The jurors thereupon decided to 'give the wee boy a chance, him wi' his mammy sitting greetin' in the court' and found the charge not proven.
It may well be obvious and well-known to lawyers and the better-educated that the accused's record cannot be 'brung oot', but I do not think it's obvious or well-known to all.
It might be quite awkward to explain to jurors that the absence of a record being 'brung oot' doesn't mean that there isn't one, but otherwise I am sure many juries proceed on the wholly unwarranted assumption that the accused is a first-timer.
You may well be right on that front, Almax. It would take a rather deft formulation to make the point that the jury should neither assume the accused is a criminal tabula rasa nor that they have a well-chalked board of criminality.
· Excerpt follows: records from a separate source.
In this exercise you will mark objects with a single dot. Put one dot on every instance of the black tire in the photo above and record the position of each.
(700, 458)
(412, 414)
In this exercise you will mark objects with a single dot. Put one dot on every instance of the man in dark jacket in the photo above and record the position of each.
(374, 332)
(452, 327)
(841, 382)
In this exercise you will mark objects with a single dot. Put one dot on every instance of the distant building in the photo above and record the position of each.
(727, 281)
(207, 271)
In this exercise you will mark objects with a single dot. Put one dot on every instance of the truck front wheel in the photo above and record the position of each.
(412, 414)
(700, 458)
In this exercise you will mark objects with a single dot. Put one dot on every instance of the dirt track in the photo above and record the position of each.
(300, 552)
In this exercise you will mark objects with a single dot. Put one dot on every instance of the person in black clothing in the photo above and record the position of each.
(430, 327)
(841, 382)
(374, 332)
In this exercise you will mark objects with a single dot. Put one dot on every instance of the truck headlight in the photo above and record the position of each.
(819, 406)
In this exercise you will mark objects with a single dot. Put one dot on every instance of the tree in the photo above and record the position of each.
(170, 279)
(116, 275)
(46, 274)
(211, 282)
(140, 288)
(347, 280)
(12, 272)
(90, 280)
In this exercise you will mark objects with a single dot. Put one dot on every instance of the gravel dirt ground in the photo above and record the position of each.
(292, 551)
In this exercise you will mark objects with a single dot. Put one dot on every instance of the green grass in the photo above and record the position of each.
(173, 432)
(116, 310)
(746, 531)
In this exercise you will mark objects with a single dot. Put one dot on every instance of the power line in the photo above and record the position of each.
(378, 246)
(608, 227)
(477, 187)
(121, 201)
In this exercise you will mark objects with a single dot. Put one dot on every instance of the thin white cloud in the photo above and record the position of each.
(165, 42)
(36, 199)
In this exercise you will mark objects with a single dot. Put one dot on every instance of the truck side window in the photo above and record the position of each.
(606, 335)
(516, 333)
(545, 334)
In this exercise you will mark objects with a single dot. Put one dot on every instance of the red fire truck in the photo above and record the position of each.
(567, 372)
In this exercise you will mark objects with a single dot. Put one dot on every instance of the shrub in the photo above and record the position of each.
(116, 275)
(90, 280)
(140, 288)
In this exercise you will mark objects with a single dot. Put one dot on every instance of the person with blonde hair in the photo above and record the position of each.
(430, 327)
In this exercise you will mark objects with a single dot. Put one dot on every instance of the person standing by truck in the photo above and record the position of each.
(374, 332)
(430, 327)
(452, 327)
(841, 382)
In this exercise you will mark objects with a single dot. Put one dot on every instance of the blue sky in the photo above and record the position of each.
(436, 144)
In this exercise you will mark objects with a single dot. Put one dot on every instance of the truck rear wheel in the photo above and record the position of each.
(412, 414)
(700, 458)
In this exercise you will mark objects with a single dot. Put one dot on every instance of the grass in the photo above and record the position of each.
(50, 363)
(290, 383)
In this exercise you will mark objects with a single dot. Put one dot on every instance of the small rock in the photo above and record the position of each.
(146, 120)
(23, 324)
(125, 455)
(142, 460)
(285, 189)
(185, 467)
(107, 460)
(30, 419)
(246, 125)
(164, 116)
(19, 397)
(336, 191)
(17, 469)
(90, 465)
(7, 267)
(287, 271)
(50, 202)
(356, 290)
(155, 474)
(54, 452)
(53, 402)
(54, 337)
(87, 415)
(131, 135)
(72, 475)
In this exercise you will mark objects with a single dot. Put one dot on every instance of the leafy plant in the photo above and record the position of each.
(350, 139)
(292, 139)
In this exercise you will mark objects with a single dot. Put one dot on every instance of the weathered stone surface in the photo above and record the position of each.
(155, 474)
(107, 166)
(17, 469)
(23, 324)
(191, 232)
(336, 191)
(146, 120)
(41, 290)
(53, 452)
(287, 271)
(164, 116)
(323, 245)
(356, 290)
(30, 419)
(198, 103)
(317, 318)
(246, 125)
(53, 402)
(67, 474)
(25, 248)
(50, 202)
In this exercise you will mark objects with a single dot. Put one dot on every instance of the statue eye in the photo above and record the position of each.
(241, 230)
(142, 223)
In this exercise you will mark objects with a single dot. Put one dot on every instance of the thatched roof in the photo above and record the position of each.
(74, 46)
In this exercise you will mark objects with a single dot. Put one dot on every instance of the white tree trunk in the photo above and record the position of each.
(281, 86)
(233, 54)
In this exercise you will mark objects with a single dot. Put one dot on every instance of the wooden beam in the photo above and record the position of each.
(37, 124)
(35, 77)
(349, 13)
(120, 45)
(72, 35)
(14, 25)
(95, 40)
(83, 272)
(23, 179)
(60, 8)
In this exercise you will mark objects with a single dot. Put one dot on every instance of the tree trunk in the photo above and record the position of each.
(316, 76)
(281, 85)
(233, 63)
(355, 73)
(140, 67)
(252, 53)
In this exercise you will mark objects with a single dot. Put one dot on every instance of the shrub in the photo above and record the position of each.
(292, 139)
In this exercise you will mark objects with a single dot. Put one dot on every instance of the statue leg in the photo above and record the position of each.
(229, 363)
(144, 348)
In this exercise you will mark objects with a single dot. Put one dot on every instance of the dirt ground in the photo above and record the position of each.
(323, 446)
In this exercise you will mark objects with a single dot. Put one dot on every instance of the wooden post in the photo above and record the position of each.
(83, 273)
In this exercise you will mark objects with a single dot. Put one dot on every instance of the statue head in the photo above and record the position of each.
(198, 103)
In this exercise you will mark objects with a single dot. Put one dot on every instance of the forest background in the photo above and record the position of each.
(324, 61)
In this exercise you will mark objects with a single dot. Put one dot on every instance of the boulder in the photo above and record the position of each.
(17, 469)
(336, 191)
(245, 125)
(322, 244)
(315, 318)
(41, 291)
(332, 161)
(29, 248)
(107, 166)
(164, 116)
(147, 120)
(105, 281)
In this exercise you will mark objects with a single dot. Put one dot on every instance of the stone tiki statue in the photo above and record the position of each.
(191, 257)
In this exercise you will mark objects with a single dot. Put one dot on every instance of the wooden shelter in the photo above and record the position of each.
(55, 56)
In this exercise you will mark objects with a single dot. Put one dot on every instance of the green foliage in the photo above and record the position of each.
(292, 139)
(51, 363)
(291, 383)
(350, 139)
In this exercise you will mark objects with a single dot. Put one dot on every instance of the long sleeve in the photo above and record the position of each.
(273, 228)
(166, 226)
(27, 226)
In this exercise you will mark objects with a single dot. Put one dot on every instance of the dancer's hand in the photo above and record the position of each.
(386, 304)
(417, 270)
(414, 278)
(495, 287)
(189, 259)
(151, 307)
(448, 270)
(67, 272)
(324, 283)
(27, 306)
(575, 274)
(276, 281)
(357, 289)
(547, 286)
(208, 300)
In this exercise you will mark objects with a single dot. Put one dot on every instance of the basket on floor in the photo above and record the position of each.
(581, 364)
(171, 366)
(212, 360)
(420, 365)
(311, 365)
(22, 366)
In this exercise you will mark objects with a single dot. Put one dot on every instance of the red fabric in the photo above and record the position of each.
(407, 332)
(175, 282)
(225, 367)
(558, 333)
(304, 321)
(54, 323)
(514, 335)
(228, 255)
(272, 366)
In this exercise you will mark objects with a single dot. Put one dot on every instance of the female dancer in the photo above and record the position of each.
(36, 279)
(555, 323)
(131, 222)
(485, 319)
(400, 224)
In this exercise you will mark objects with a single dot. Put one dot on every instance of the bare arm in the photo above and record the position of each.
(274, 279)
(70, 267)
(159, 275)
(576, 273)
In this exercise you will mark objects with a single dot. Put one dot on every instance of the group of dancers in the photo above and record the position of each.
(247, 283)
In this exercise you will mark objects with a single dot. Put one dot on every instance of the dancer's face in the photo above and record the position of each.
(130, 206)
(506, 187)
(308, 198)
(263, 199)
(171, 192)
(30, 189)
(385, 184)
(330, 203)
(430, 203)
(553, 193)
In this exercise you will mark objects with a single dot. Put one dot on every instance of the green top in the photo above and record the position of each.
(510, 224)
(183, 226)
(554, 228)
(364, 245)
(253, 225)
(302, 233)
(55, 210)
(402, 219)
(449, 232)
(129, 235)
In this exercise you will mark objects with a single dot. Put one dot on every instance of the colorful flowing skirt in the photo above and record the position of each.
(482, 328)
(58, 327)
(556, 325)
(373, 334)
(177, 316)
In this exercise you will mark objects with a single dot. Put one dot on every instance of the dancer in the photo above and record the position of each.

No doubt an attempt is made to convey that understanding, by stressing that their decision should only be based on the evidence lead before them, rather than extraneous interpretations and additions.
ReplyDeleteYou gently allude to another point which is problematic too, Almax - that assumptions about the accused's criminal history are likely to be informed by such things as appearance, presentation - or to use a slightly pretentious phrase from sociology - "bodily hexis". In this respect, the shiny looking, respectable accused is far more likely to attract such favourable (and potentially fictitious) inferences of previous good conduct in the absence of evidence than other, less well turned-out or otherwise "innocent" looking characters.
Defenders of the principle would undoubtedly give this answer - that the balance of doubt favours and ought to favour the accused. While the unjustified inferences you described can certainly occur, such blips seem preferable to the risks associated with the alternative.